Reenable Crowdin GitHub Integration (or decide against Crowdin)
For now the GitHub integration of our Crowdin project is disabled. There were multiple reasons, but mostly: Crowdin created lots of noise. For one, a ton of commits, most without useful changes. But non-translated strings were also added as empty strings or with the English original. Finally, I couldn't reenable the Crowdin integration as it requires way too many permissions via GitHub auth (which I am not willing to give to Crowdin).
So once we have a bit more time, we should talk about a crowdsourcing translation service again. If Crowdin works without producing lots of noise: nice. Otherwise I'd prefer an alternative.
Since we weren't happy with the Crowdin integration in Opencast (same reasons you mentioned + we wanted to select the languages to be incorporated) we are using a different integration. The script we use for Opencast downloads and commits all the necessary translation files. You can easily trigger it manually or have it run automatically on a regular basis.
With Weblate you can squash commits per author, language, or just just one PR https://docs.weblate.org/en/latest/admin/addons.html?highlight=squashing#squash-git-commits
Fairly sure population of languages is a gettext setting. Remember reading about it in the documentation. (Thought it could have been the Weblate documentation too)
Please don't use Crowdin. As a translator having used both extensively, I can recommend Hosted Weblate, or a self-hosted instance https://weblate.org/hosting/
@lkiesow opencast-annotation-tool only has one German translation, with 87% coverage. Last activity 6 months ago. For 533 words…
opencast-community has 21 languages, with coverage averaging something like 40%, with nothing over 57%, and two empty branches. Last activity 2 months ago. For 8461 words.
That is exactly what happens to projects on Crowdin. The quality is also from what I have seen not up to par; there are fewer translators, fewer good ones still, and because getting an overview is so much harder than it needs to be, etc. Apart from overview, further challenges in getting strings out of the voting system and into the string-base is presented, and the end-result is a far cry from approaching consistency.

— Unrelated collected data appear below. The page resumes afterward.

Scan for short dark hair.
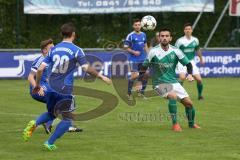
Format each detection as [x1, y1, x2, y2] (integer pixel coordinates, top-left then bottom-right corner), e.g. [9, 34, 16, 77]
[61, 22, 76, 38]
[133, 18, 141, 24]
[40, 38, 53, 50]
[159, 28, 172, 36]
[184, 23, 192, 29]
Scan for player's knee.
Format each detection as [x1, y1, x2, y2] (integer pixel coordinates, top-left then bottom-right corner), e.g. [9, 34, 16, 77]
[179, 75, 185, 81]
[181, 97, 193, 107]
[167, 92, 177, 100]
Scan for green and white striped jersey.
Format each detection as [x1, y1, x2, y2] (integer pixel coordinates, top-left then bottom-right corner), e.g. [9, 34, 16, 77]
[175, 36, 200, 61]
[143, 44, 189, 87]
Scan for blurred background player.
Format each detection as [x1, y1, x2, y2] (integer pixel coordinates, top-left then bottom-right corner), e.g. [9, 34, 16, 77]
[28, 39, 82, 133]
[141, 28, 201, 132]
[124, 18, 149, 101]
[23, 22, 111, 150]
[149, 32, 160, 48]
[175, 23, 204, 100]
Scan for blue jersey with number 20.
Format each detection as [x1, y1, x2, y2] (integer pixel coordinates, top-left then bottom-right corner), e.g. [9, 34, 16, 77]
[43, 41, 87, 94]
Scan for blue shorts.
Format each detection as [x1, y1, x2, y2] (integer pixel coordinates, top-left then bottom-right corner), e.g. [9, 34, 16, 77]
[30, 83, 51, 103]
[129, 61, 144, 72]
[46, 92, 75, 117]
[31, 93, 47, 103]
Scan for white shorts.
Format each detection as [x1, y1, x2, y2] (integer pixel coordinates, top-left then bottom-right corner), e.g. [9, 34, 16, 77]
[154, 83, 189, 100]
[176, 60, 200, 75]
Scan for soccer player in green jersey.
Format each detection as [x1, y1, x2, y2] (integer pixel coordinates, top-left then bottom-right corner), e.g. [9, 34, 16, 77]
[175, 23, 204, 100]
[141, 28, 201, 132]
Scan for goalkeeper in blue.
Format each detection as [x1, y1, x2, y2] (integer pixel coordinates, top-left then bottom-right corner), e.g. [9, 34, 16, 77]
[23, 22, 111, 151]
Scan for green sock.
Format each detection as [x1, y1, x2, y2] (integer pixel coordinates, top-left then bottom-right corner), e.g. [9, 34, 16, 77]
[185, 107, 195, 127]
[197, 82, 203, 97]
[168, 99, 177, 124]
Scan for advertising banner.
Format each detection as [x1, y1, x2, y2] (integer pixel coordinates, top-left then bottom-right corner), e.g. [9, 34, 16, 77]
[0, 49, 239, 78]
[24, 0, 214, 14]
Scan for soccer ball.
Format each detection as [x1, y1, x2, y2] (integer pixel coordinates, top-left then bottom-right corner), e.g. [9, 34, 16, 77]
[141, 15, 157, 31]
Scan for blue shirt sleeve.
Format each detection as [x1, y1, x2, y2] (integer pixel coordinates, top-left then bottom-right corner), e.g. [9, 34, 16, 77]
[75, 48, 87, 66]
[124, 33, 132, 48]
[30, 56, 43, 72]
[30, 60, 38, 72]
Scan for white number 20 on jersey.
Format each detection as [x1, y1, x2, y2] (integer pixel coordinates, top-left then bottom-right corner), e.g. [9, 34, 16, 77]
[52, 55, 69, 74]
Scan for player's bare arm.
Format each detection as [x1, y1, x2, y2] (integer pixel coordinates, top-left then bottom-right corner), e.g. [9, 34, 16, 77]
[28, 71, 44, 96]
[32, 63, 46, 94]
[82, 64, 112, 85]
[28, 71, 36, 88]
[197, 48, 204, 65]
[125, 47, 140, 56]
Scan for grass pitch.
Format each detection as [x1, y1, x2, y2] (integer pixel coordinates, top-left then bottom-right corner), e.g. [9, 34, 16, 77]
[0, 78, 240, 160]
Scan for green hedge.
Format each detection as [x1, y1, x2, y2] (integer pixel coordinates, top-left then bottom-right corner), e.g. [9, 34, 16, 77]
[0, 0, 238, 48]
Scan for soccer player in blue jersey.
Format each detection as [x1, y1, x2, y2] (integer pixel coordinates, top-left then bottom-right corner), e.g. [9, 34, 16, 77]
[28, 39, 82, 134]
[28, 39, 54, 134]
[124, 18, 149, 100]
[23, 22, 111, 151]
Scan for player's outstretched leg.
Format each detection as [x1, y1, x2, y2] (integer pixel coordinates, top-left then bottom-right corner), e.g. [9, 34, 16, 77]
[22, 120, 36, 141]
[194, 74, 204, 100]
[23, 112, 54, 141]
[181, 97, 201, 129]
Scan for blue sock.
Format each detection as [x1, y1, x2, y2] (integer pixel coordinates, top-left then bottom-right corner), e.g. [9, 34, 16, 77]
[46, 120, 54, 128]
[36, 112, 54, 126]
[128, 79, 134, 95]
[48, 120, 72, 145]
[141, 80, 148, 94]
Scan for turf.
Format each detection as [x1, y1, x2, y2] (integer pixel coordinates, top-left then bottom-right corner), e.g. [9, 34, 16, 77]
[0, 78, 240, 160]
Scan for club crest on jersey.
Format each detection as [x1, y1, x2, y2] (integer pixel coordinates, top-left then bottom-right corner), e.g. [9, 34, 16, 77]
[170, 54, 175, 59]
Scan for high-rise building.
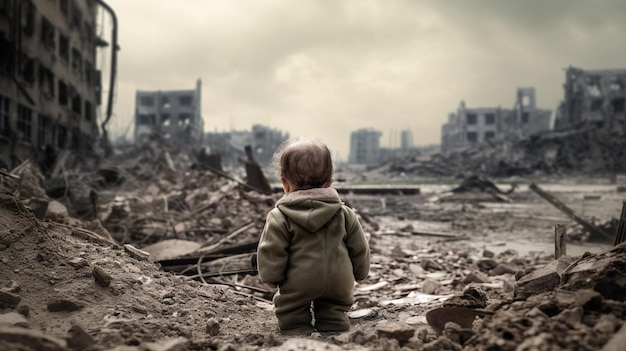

To add insult to injury, Crowdin is a closed source tool, that requires libre software projects to be non-commercial to qualify for gratis hosting, and they also require participation in their equally closed translation memory. That means sub-licensing all the content. Also, everyone using the platform is subjected to tracked profiling, and get their data sold to advertisers. Read the terms and conditions.